If I understand your question correctly, I've seen this idea in many papers, sometimes stated clearly and sometimes in more implicit terms. After a quick look I found a paper which should be relevant as a starting point for you: Mayor et al. 2007. Spectrum of selection: new approaches to detecting the scale-dependent response to habitat. Ecology 88(7).
In my mind, there are two questions here. First, to what extent will low population size in sub-optimal environments (leading to a smaller sample to work with) lead to more uncertain inferences of preferred habitat/substrate; basically saying that noise might swamp signal in sub-optimal environments. Second, to detect selection for a particular habitat/substrate, you must sample a wide enough range of environments so that you capture both preferred and unpreferred habitats and transitions between them. In the paper I linked to this issue is touched upon in the discussion:
Second, evidence of habitat selection depends on the scale of analysis. To understand scale dependence, investigations must encompass a spatial scope sufficiently wide to uncover scale domains of selection and the thresholds or transitions between them. In both cases, spatial scale is the empowering principle, and scaling continua are the means of application.

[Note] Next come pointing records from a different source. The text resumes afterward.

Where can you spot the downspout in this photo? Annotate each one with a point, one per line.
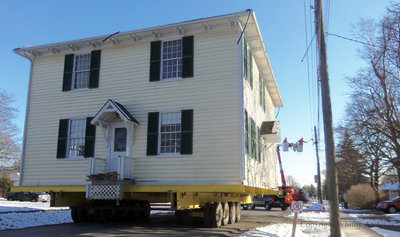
(241, 103)
(26, 123)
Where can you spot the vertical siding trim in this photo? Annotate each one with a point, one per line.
(155, 60)
(21, 168)
(241, 101)
(187, 56)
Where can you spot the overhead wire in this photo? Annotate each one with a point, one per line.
(308, 66)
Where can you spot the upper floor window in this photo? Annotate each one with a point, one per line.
(81, 71)
(170, 133)
(76, 137)
(171, 59)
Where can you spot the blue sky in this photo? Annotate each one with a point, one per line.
(283, 25)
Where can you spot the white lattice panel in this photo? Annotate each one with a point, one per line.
(104, 191)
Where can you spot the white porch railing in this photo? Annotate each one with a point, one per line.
(97, 165)
(125, 167)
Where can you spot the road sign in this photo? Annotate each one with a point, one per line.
(297, 206)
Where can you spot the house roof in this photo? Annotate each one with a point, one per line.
(109, 112)
(390, 187)
(252, 34)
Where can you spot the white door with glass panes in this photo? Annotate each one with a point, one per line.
(118, 142)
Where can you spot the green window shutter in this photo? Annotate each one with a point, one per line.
(245, 58)
(261, 86)
(253, 139)
(187, 132)
(246, 132)
(152, 134)
(259, 143)
(187, 56)
(155, 60)
(90, 137)
(264, 88)
(62, 139)
(251, 69)
(68, 68)
(94, 69)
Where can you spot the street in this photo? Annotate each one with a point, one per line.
(157, 225)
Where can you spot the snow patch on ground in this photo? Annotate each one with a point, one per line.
(15, 206)
(394, 216)
(312, 216)
(18, 215)
(276, 230)
(376, 222)
(24, 220)
(316, 207)
(385, 233)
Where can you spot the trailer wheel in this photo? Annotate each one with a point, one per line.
(267, 206)
(207, 214)
(102, 215)
(74, 214)
(225, 217)
(238, 211)
(217, 213)
(145, 210)
(179, 217)
(232, 212)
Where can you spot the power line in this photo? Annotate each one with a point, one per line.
(350, 39)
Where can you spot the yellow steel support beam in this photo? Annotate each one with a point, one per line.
(58, 188)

I've seen similar ideas as this show up in papers on habitat choice in birds living in agricultural landscapes as well, where some species are often found in rather poor environments (because these environments are common). Looking at habitat preferences only in these environments might then give a misleading view, since individual choices are constrained. Also relevant, even if not mentioned in your question, is the concept of maladaptive habitat selection (sometimes called ecological traps), where you can have situations where species use environmental cues that used to indicate high fitness habitats, but might now result in maladaptive choices, see e.g. Pärt el al. (2007). However, in this case you will still have a clear preference/selection (as in your high variability environment), the problem being that the organism is selecting suboptimal habitats from a fitness perspective.